En un solo plano, Sternberg es capaz de dar el ambiente y la "cantinela" que tantas veces encontraría el chico para haberse apartado de su familia (la madre, declamando altisonantemente la enésima plegaria a Dios para que lo cuide), un plano que ahorra introducciones y le permite a Sternberg arrancar el film con una escena pre-code inmersa ya en el primer (y definitivo si nada cambiase) "casillero" para Clyde, una escena que no predispone a su favor, como tal vez sí lo hubiese hecho cualquier dato acerca de sus orígenes.
Un modélico primer plano de Clyde alineado con otros botones del hotel, evitará en otro momento exponer con mayor detalle el golpe de suerte que le lleva a ser nombrado para un poco relevante cargo en la empresa de su rico tío. De uniforme, uno más entre muchos, se refuerza la idea de la casualidad, un elemento más importante que el destino para la película.
Y qué decir de la escena sin diálogos en que la pobre Roberta (Sylvia Sidney) accede - para no perderlo - a tener relaciones sexuales con él, dada con una nota que no leemos, una fatua mirada de él, una sonrisa nerviosa de ella y la muy llamativa ausencia por parte de Clyde de la frase en clave que acordaron utilizar para mostrarse afecto en público, que no pronuncia como haría otras veces en que el cortejo era aún inocente.
Cunde la sensación en esos y otros momentos privilegiados, de que Sternberg sólo necesita de la alquimia del gran fotógrafo Lee Garmes y del sonido cuidadosamente captado con el mayor realismo posible, para expresarse completamente.
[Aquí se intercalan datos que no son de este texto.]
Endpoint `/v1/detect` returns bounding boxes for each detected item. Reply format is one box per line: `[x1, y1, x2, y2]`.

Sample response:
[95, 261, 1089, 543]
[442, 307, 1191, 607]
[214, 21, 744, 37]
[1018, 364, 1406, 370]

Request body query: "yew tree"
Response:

Ni trama ni casi actores le son realmente imprescindibles para perfeccionar su "vocabulario", que crece a pasos agigantados.
Y lo hace incluso en la extensa parte final - un tercio del film - con el procesamiento al protagonista, que además de poder funcionar autónomamente de lo narrado anteriormente (vale la pena hacer el experimento), se desarrolla, contra pronóstico - suelen ser episodios aburridos, procedimentales y estéticamente flácidos - con nuevos bríos, en una de las más gráficas demostraciones de que ni el perdón ni la justicia tienen gran cosa que enmendarle a la conciencia.
Sternberg hace numerosas elipsis sobre circunstancias importantes del juicio, sustituyéndolas por titulares de prensa o por breves escenas sobre sus prolegómenos o finales, pero significativamente se detiene para mirar con detalle otras teóricamente menos importantes o a menudo obviadas.
Filma la intervención del comisario de policía con toda su pereza tropical y un exabrupto de un asistente al proceso sin dejar que sea un inserto, explicitando sus consecuencias; decisiones que combinadas con la de mostrar brevemente la chapucera deliberación del jurado, proporcionan buenas pistas acerca de su concepto de la culpa y el perdón "sociales", que no pueden importarles y en los que no puede confiar menos, pues sólo sirven para mantener un orden, no para encontrar la verdad.
Del mismo modo, tampoco le interesan ni la ejecución final ni el asidero religioso de nuevo aportado por la madre, escamoteando la posibilidad de acceder a contentar el lógico impulso de los espectadores por abandonar la proyección habiendo "aislado" el caso de cuanto a ellos pueda alguna vez ocurrir.